The note – handwritten in a neat script – was addressed to Corrective Services NSW Commissioner Peter Severin and praised the wonderful work of the South Coast Correctional Centre officers.
But unlike most well-earned pats on the back, this one came from an inmate.
“I feel compelled to put in a good word for Senior Assistant Superintendent Young and Assistant Superintendent Webb. Their treatment towards me has been very firm but fair,” inmate Peter wrote to Mr Severin ahead of his release from custody.
“Mr Young and Mr Webb have handled most of my important affairs for the past 18 months or more and [the affairs were] always dealt with in a most professional manner.
“I really appreciate the help and understanding from both of these officers. While they are in charge, your jail at Nowra on the South Coast will be held in good stead.”
After serving two-and-a-half years in prison for drug supply, the 40-year-old wanted to thank the men who helped prepare him to live a more positive life in the community after his release.
The officers, who have more than 60 years’ experience combined, said it was uncommon to receive such vocal praise from an inmate.
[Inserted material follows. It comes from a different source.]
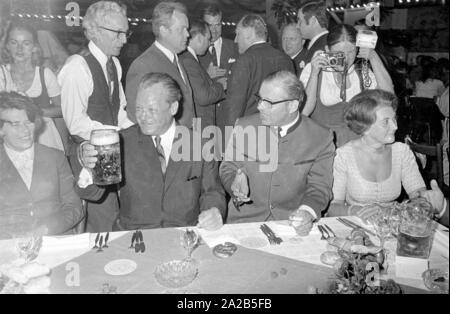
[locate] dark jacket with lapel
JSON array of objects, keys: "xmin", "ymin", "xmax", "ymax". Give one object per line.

“It certainly came as a shock to me to see that he had written this letter – it’s not really the sort of thing you expect from an inmate,” Mr Young said.
“We always try to help inmates where we can – he wasn’t receiving any special treatment - but I’ve never had one thank me in this way.”
Mr Webb, who has worked in correctional centres around the country, said it was rewarding to know he had made such a positive impact on the man’s life.
“A lot of correctional officers come into the job wanting to make a difference,” he said.
“So it is very rewarding when you find inmates who genuinely want to rehabilitate themselves and you’re able to help them work towards that.”
Mr Severin thanked the men for their hard work, which often goes unnoticed by the community because it happens behind prison walls.
“Mr Young and Mr Webb are among more than 7000 dedicated frontline staff who supervise offenders and keep our community safe every day,” Mr Severin said.
“Their commitment to helping inmates turn their lives around should be applauded.”